With strong earnings momentum, a growing dividend and buybacks, we believe Merck is a good long-term bet for buy-and-hold retirees even after its strong gains of 16.5% during the past 12 months. The stock closed yesterday’s session at $83.29.
3. BCE Inc.
Telecom utilities have all those traits that make a stock perfect for retirees. In this space, we like Canada’s largest telecom operator BCE Inc . (NYSE:BCE) more than its U.S. counterparts. The reason is that the company operates in an oligopoly in Canada, where three big players make most of the revenues.
BCE, through its diversified service offerings, including wireless, home internet, and media operations, has shown sustained growth in subscribers.
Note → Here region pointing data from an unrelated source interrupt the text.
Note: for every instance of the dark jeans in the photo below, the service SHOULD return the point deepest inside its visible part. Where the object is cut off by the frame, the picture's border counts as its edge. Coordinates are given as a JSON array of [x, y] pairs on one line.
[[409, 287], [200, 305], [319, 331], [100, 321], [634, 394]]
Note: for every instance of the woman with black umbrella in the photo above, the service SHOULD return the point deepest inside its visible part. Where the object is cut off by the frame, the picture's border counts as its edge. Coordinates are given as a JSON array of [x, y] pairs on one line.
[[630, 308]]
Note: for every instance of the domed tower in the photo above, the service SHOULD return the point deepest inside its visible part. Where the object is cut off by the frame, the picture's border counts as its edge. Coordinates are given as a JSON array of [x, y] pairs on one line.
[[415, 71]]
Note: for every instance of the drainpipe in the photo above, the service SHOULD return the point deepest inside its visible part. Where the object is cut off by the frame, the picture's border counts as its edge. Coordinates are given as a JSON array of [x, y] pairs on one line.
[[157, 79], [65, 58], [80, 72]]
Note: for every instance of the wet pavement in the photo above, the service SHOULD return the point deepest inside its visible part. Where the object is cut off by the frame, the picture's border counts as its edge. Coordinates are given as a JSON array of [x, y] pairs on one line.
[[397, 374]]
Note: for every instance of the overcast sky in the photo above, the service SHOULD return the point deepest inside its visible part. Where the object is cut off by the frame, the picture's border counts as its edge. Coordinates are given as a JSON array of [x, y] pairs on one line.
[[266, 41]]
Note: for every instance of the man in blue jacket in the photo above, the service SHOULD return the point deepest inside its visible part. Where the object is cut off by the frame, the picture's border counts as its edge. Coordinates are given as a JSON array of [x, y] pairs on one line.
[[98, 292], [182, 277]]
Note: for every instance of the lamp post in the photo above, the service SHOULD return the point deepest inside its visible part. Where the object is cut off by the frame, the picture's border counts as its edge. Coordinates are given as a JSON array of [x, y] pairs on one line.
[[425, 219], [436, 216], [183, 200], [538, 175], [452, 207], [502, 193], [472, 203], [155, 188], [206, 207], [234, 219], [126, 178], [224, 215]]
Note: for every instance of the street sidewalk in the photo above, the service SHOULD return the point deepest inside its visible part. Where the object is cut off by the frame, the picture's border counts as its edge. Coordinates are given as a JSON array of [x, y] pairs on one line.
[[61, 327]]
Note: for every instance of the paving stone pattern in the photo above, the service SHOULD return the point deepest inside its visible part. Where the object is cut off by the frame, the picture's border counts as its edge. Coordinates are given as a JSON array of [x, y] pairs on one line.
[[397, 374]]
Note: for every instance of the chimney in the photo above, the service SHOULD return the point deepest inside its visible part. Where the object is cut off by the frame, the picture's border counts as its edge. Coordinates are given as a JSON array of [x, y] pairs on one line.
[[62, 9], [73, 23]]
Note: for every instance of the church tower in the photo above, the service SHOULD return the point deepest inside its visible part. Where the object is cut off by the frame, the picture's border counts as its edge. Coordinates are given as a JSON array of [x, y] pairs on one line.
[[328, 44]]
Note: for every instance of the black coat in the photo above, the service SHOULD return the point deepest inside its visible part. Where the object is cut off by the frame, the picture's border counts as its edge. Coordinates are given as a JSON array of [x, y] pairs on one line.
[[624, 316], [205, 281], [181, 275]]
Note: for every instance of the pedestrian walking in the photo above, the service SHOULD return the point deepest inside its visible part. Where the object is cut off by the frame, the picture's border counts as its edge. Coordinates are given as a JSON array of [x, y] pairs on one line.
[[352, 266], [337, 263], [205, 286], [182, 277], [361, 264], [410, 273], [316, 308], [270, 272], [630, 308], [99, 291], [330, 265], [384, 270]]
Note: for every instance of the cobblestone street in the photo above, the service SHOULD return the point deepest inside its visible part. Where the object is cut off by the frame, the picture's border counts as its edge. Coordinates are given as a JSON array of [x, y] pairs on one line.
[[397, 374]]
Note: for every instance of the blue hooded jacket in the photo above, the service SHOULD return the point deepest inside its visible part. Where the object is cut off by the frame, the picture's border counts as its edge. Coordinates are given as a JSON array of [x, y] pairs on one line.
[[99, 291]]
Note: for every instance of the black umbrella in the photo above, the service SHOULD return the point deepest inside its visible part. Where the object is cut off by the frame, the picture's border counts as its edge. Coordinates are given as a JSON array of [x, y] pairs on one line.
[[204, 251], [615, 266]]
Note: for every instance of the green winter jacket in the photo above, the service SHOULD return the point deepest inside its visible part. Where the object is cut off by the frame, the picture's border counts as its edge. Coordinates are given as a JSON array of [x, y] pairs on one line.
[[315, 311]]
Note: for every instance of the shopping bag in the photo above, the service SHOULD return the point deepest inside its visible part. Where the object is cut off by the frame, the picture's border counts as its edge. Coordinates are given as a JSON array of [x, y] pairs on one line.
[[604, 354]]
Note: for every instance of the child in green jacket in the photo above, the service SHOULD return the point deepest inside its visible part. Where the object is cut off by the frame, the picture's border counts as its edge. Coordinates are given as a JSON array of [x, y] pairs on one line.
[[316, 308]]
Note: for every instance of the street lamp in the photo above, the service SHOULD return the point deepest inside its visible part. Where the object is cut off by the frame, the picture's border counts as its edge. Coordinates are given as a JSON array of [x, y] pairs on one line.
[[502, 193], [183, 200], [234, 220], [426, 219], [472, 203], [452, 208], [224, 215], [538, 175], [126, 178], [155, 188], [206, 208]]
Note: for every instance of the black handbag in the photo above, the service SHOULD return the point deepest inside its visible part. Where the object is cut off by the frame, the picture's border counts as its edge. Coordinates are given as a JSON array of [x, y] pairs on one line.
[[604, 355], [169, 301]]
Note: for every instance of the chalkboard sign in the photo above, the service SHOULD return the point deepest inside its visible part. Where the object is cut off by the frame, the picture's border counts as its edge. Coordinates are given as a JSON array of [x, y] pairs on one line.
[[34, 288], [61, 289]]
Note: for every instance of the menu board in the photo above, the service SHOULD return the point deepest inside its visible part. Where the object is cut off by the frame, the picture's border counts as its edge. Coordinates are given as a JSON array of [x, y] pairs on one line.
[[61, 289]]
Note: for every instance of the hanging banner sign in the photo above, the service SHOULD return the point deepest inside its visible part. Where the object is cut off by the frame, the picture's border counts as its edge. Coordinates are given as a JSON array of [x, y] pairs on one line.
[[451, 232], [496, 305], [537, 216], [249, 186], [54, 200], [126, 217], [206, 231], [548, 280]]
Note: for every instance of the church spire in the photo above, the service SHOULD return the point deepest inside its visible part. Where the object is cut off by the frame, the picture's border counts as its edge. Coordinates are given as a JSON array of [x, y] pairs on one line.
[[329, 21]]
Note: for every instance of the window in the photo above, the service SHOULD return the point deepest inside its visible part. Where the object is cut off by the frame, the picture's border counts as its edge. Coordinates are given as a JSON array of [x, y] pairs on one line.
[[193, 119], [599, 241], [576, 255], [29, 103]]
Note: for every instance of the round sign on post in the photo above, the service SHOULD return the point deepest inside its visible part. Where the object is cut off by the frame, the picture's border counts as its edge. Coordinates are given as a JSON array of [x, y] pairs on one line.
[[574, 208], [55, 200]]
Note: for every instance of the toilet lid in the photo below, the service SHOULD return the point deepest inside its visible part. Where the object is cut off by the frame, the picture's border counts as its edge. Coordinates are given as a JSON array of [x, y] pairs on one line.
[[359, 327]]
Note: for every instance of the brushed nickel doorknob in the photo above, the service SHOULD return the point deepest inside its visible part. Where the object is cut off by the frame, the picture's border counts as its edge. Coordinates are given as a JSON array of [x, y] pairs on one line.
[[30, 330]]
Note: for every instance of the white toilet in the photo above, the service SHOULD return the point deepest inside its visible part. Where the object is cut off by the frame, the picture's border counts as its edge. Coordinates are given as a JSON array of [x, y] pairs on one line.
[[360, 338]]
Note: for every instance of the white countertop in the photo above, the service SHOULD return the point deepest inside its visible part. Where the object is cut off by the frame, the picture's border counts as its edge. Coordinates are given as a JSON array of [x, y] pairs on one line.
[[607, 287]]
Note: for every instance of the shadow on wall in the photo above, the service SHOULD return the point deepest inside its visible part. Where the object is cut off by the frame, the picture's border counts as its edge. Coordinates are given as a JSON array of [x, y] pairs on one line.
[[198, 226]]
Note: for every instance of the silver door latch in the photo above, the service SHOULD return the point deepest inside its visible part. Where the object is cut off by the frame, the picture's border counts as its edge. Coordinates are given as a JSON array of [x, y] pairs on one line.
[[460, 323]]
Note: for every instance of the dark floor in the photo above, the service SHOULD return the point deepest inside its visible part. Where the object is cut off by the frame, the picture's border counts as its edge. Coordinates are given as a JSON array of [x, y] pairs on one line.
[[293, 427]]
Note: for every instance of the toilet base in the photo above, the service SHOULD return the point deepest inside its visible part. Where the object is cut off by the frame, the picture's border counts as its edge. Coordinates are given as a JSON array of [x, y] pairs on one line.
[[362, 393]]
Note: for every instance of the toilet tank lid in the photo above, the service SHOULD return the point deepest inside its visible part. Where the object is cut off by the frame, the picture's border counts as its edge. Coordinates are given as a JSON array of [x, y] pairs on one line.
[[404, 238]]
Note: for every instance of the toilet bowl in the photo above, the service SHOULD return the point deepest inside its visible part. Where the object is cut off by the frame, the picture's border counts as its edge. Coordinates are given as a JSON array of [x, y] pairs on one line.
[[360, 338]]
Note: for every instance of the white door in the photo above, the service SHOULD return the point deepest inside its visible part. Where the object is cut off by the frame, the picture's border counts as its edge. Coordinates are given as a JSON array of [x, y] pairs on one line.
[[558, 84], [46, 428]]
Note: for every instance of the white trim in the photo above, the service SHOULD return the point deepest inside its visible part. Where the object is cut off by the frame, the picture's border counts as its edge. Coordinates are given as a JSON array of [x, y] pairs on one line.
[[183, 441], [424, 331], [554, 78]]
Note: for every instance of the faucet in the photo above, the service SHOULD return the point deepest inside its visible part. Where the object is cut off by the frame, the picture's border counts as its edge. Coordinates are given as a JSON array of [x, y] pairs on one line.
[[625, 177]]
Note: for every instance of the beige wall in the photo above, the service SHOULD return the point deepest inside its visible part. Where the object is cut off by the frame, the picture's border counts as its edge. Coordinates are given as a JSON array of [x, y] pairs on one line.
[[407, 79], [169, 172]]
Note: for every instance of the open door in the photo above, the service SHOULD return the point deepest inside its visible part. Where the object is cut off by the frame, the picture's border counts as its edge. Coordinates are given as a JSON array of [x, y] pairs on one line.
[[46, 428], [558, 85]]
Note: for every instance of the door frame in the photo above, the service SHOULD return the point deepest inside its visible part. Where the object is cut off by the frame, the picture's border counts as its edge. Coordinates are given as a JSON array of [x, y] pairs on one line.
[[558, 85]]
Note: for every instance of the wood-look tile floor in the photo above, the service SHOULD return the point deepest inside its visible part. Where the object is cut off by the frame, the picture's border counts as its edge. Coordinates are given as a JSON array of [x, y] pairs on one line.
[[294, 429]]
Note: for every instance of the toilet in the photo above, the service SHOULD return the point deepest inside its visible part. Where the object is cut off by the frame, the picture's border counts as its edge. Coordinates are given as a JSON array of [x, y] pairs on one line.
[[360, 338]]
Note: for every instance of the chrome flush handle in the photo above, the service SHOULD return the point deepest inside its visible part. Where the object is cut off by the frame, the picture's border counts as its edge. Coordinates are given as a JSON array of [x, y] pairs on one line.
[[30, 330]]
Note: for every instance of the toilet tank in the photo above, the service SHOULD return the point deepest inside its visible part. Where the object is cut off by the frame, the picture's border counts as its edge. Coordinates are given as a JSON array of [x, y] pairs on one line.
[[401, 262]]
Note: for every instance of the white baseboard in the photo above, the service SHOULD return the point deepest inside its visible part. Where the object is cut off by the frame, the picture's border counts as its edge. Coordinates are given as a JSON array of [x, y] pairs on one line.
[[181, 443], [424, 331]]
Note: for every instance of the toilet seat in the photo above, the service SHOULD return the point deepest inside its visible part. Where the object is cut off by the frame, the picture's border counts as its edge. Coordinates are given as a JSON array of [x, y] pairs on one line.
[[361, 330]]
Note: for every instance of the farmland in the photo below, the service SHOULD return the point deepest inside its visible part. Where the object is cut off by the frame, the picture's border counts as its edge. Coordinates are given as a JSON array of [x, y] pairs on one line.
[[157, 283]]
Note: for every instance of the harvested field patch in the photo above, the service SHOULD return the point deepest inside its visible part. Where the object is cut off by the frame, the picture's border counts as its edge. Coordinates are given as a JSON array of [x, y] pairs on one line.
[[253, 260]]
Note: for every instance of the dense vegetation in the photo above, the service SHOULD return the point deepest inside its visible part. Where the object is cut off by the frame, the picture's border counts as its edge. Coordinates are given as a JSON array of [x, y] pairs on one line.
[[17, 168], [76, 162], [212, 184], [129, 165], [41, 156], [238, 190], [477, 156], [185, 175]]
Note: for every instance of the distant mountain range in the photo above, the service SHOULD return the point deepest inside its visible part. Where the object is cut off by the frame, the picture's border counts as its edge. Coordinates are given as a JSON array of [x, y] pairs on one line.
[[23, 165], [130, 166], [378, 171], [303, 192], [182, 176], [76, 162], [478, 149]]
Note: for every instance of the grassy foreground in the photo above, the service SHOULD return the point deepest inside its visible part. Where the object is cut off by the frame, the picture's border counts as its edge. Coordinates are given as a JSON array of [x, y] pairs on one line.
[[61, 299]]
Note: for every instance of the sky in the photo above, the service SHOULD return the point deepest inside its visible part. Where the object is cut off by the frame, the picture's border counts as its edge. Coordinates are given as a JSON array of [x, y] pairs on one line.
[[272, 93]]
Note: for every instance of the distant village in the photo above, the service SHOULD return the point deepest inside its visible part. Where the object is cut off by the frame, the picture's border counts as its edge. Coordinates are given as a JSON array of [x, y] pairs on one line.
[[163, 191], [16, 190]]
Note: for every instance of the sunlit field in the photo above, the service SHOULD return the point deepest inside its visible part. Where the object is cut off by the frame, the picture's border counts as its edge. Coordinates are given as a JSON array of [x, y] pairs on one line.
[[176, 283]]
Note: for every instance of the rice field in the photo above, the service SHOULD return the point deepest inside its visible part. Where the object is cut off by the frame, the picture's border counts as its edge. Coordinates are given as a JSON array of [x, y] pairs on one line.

The operator has made the right bets in the past five years, positioning the company to produce better returns for shareholders.
Among the measures that will fuel future growth is its investment, worth billions of dollars, in a fiber-optic network to support faster internet speeds and prepare the utility to offer 5G — the next generation of wireless network technology.
BCE has long maintained a policy of increasing its dividend by 5% annually and has used a series of acquisitions to partly fuel the cash flow growth necessary to keep boosting the payout.
As per the company’s dividend policy, the company distributes between 65% and 75% of its free cash flow in payouts. In line with this policy, BCE has more than doubled its annual payout since the fourth quarter of 2008: the payout is now at $2.38 per share annually, translating into dividend yield of about 5%. The shares have risen almost 21% in the past year, ending yesterday at $48.45.
Receiving regular dividend cheques and protecting your capital should be the two main objectives for those in retirement. Solid dividend stocks, offering steady returns through their stable income, are what could make that key difference in your retirement portfolio.